Di ha visto un montón de veces a las mujeres aymaras, quechuas o guaraníes, vendiendo sus artesanías y tejidos coloridos en las plazas de Santa Cruz, Oruro, Sucre, Cochabamba, La Paz, Beni. Di ha visto el Tiwanaku y todos los vestigios que quedan de las viejas culturas que un día florecieron en lo que fue el Alto Perú. Y esa parte coya de Di se estremece de orgullo satisfecho y luce en su muñeca una pulsera de muchos colores, como las wiphalas, esas banderas de los que llaman pueblos originarios de Bolivia. Pero la otra parte coya de Di añora ese mar tras las montañas, cruzando El Chaco, la Amazonía. Di imagina ese mar que le falta, que la hace una criatura demediada como el vizconde de Italo Calvino.

Di busca el mar en las descripciones de los poetas que lo han visto. Di lee: "La mar violeta añora el nacimiento de los dioses, Margarita está linda la mar, mi ley la fuerza del viento, mi única patria la mar".

Di tiene un montón de amigos lejanos con los que conversa en Whatsapp y a todos les pide fotos del mar. Así, Di ha visto las olas que llegan suavemente a las blancas playas de Varadero; el mar como telón de fondo a una fiesta de espuma en Ibiza; los arrecifes de coral de la Gran Barrera Australiana; las aguas frías del Báltico lamiendo un San Petersburgo en noche blanca; ese mar que parece hacerse río entre dos orillas escarpadas en los fiordos noruegos; la arenosa Barranquilla en carnaval con chicos cantando champeta entre las olas; el mar del Norte europeo con sus plataformas petroleras; las playas llenas de vacacionistas en Sochi y Mykonos; las olas enormes que intentan remontar los surfistas en Sudáfrica.

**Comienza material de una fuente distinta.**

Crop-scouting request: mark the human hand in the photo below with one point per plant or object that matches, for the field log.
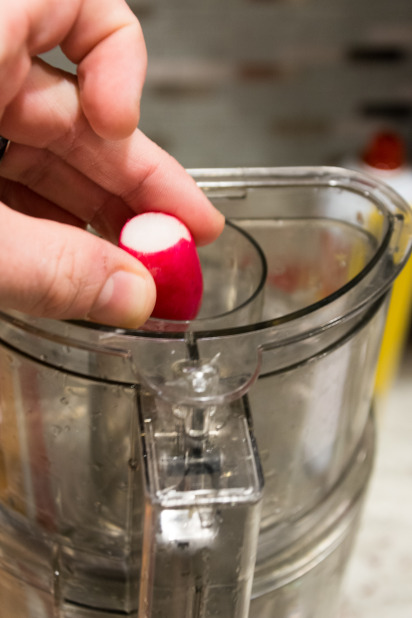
(76, 158)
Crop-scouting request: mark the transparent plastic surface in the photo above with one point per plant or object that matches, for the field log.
(128, 468)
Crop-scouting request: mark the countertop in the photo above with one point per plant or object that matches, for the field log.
(378, 581)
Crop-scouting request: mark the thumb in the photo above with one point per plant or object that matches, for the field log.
(50, 269)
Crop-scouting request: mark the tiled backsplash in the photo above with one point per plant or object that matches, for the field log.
(274, 82)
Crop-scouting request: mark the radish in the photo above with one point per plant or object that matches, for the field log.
(165, 246)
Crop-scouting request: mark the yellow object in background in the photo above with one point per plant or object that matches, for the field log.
(385, 158)
(396, 331)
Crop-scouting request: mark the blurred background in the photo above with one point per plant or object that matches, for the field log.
(275, 82)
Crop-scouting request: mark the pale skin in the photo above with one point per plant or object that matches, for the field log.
(76, 158)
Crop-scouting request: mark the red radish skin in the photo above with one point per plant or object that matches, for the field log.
(165, 246)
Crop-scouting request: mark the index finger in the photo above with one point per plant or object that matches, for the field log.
(103, 37)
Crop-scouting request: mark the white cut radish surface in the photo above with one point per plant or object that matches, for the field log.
(165, 246)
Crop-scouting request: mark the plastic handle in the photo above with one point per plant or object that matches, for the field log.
(202, 513)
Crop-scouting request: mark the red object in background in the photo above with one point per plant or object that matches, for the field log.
(386, 151)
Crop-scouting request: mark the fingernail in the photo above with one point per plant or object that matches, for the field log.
(126, 300)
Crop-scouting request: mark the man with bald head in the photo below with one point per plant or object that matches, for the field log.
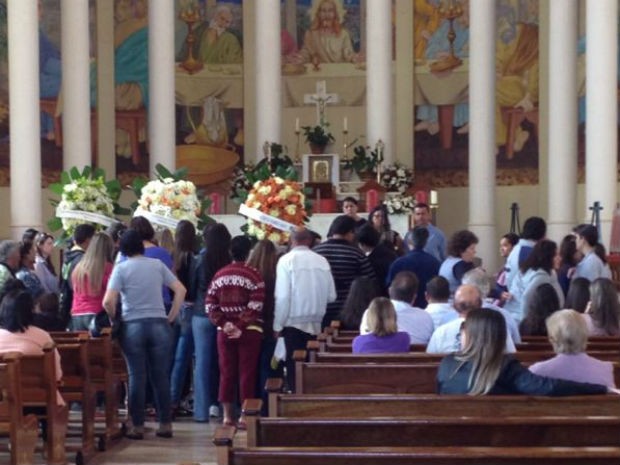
(447, 338)
(304, 287)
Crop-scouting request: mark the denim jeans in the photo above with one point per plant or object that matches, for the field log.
(206, 372)
(182, 353)
(147, 346)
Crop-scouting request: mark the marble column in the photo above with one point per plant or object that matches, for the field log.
(161, 130)
(563, 118)
(379, 80)
(25, 128)
(76, 132)
(268, 73)
(601, 110)
(482, 130)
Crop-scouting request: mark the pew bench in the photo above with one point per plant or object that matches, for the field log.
(401, 405)
(21, 430)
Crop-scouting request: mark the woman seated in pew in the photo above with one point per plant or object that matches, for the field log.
(568, 335)
(17, 333)
(384, 336)
(481, 367)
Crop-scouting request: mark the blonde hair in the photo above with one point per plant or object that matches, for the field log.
(382, 317)
(87, 277)
(485, 340)
(567, 331)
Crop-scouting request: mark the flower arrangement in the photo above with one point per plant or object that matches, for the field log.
(169, 198)
(399, 204)
(279, 198)
(396, 178)
(85, 197)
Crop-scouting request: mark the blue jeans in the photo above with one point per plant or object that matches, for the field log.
(147, 345)
(182, 353)
(206, 371)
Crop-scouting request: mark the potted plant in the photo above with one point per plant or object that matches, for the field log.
(317, 137)
(365, 161)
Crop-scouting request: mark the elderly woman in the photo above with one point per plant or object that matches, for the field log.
(568, 334)
(146, 336)
(384, 336)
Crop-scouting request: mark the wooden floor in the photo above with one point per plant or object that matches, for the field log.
(192, 443)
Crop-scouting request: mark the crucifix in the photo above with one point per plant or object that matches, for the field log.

Todas esa imágenes inundan la computadora de Di, se amontonan en carpetas, son sus refrescadores de pantalla. Pareciera que Di guarda en sus archivos todos los mares del mundo y que debería bastarle, pero...

La coyita Di quiere sentir el mar. Quiere que la espuma blanca la envuelva, flotar sobre una ola inmensa. Di quiere ese mar de sus ancestros lejanos, esa ausencia de tierra bajo tus pies, esa salida a la inmensidad que su país perdió y reclama sin que el resto de las naciones haga mucho caso.

Di sabe que no le basta sacar un pasaporte y dejar su país para conocer un mar ajeno, un mar no suyo. Y Di ha aplazado una y otra vez ese viaje al mar de otros.

Di busca en los mapas los grandes países que tampoco tienen mar: Mongolia, Afganistán, Kazajstán, lee Di y su dedo se desplaza por el planisferio y llega a Austria, ese pedacito de tierra europea que antes fue centro de un gran imperio que se vino abajo dejándola sin mar, país entre montañas.

"Todas las ciudades que perdieron el mar". Di recuerda el verso de aquella poetisa cubana, suspira.

Se hace la noche sobre Santa Cruz y Di duerme serena, con la ventana abierta al aire de la Sierra. Del ojo derecho de Di se escurre una lágrima, un hilillo que al llegar a la almohada crece, que cae al piso convertido en arroyuelo susurrante, que sigue creciendo hasta volverse río y desbordarse en cascadas sobre la calle. Todos los mares que Di lleva dentro corren por Santa Cruz y más allá. Llegan al Chaco donde aún no se sabe si hay tanto petróleo como para justificar una guerra; hasta las minas de Oruro y las plantaciones cocaleras; hasta los llanos del Oriente y la Media Luna de los secesionistas; hasta las capitales de Sucre y La Paz; hasta los barrios pobres de El Alto y las colonias menonitas; hasta el Tiwanaku y el Titicaca; hasta el salar de Uyuni con su montón de litio. Todo el antiguo Alto Perú, toda Bolivia flota sobre el mar de Di y el cielo se tiñe con los colores de la wiphala. En español, aymara, quechua, guaraní y otro montón de lenguas, coyas, blancos, cholos o afrobolivianos, Añez y Evo, Mesa y Arce, todos a una, piden a algún Dios que Di nunca deje de soñar el mar.